“Then what were you laughing at?” Toby demanded.
She smiled and said quietly. “You. That was the most frenetic performance I’ve ever seen. Somewhere, hidden beneath all those movie stars, is a young man with a lot of talent. You don’t have to imitate other people. You’re naturally funny.”
Toby felt his anger begin to seep away.
“I think one day you could be really good if you’re willing to work hard at it. Are you?”
He gave her a slow, beatific grin and said, “Let’s roll up our sleeves and go to work.”
Josephine worked very hard Saturday morning, helping her mother clean the house. At noon, Cissy and some other friends picked her up to take her on a picnic.
Mrs. Czinski watched Josephine being driven off in the long limousine filled with the children of the Oil People. She thought, one day something bad is going to happen to Josephine. I shouldn’t let her be with those people. They’re the Devil’s children. And she wondered if there was a devil in Josephine. She would talk to the Reverend Damian. He would know what to do.
9
Actors West was divided into two sections: the Showcase group, which consisted of the more experienced actors, and the Workshop group. It was the Showcase actors who staged plays that were covered by the studio talent scouts. Toby had been put with the Workshop actors. Alice Tanner had told him that it might be six months to a year before he would be ready for a Showcase play.
Toby found the classes interesting, but the magic ingredient was missing: the audience, the applauders, the laughers, the people who would adore him.
In the weeks since Toby had begun classes, he had seen very little of the head of the school. Occasionally, Alice Tanner would drop into the Workshop to watch improvisations and give a word of encouragement, or Toby would run into her on his way to class. But he had hoped for something more intimate. He found himself thinking about Alice Tanner a great deal. She was what Toby thought of as a classy dame, and that appealed to him; he felt it was what he deserved. The idea of her crippled leg had bothered him at first, but it had slowly begun to take on a sexual fascination.
Toby talked to her again about putting him in a Showcase play where the critics and talent scouts could see him.
“You’re not ready yet,” Alice Tanner told him.
She was standing in his way, keeping him from his success. I have to do something about that, Toby decided.
A Showcase play was being staged, and on the opening night Toby was seated in a middle row next to a student named Karen, a fat little character actress from his class. Toby had played scenes with Karen, and he knew two things about her: she never wore underclothes and she had bad breath. She had done everything but send up smoke signals to let Toby know that she wanted to go to bed with him, but he had pretended not to understand. Jesus, he thought, fucking her would be like being sucked into a tub of hot lard.

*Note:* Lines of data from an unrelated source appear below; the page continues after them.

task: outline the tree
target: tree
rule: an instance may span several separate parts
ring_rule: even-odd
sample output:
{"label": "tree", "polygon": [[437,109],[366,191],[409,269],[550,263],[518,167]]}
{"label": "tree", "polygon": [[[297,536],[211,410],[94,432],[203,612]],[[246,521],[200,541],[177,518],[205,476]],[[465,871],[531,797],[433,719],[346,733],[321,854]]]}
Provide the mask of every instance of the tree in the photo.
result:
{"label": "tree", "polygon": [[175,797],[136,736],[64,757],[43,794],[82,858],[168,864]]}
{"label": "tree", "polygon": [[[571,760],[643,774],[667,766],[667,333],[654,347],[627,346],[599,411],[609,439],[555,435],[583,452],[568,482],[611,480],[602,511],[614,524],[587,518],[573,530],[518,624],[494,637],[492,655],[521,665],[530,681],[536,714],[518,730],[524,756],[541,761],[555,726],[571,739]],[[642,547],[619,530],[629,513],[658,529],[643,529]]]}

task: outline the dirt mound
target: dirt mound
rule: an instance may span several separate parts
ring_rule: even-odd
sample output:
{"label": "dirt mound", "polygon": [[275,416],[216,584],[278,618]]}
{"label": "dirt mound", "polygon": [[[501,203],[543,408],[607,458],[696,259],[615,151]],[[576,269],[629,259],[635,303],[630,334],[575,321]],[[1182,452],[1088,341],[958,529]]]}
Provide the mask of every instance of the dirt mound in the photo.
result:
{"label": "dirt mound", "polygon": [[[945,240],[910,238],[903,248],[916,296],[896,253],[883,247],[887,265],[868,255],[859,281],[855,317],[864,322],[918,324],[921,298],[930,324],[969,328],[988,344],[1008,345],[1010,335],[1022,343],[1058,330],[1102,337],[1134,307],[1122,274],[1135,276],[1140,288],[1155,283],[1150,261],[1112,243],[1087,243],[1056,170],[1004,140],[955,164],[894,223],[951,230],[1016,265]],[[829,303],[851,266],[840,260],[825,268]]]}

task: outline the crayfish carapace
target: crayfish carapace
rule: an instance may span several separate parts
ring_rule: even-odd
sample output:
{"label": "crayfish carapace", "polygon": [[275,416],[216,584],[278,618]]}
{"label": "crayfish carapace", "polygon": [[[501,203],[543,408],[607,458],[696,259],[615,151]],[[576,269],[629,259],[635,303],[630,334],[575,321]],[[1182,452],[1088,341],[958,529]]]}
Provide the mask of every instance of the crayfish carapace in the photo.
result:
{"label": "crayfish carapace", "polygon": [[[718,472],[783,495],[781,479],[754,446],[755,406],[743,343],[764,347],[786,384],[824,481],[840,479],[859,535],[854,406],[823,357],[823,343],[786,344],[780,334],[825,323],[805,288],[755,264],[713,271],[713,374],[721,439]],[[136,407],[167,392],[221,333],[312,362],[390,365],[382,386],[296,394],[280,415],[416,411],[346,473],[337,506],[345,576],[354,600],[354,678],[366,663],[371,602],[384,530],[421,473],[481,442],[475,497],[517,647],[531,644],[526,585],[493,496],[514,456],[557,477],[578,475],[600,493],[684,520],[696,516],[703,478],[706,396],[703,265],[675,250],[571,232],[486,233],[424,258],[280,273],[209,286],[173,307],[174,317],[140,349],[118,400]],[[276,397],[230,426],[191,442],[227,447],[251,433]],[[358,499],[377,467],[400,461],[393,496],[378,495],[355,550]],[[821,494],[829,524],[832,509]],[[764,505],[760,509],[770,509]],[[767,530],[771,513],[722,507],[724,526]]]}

As they sat there waiting for the curtain to go up, Karen excitedly pointed out the critics from the Los Angeles Times and Herald-Express, and the talent scouts from Twentieth Century-Fox, MGM and Warner Brothers. It enraged Toby. They were here to see the actors up on the stage, while he sat in the audience like a dummy. He had an almost uncontrollable impulse to stand up and do one of his routines, dazzle them, show them what real talent looked like.
The audience enjoyed the play, but Toby was obsessed with the talent scouts, who sat within touching distance, the men who held his future in their hands. Well, if Actors West was the lure to bring them to him, Toby would use it; but he had no intention of waiting six months, or even six weeks.
The following morning, Toby went to Alice Tanner’s office.
“How did you like the play?” she asked.
“It was wonderful,” Toby said. “Those actors are really great.” He gave a self-deprecating smile. “I see what you mean when you say I’m not ready yet.”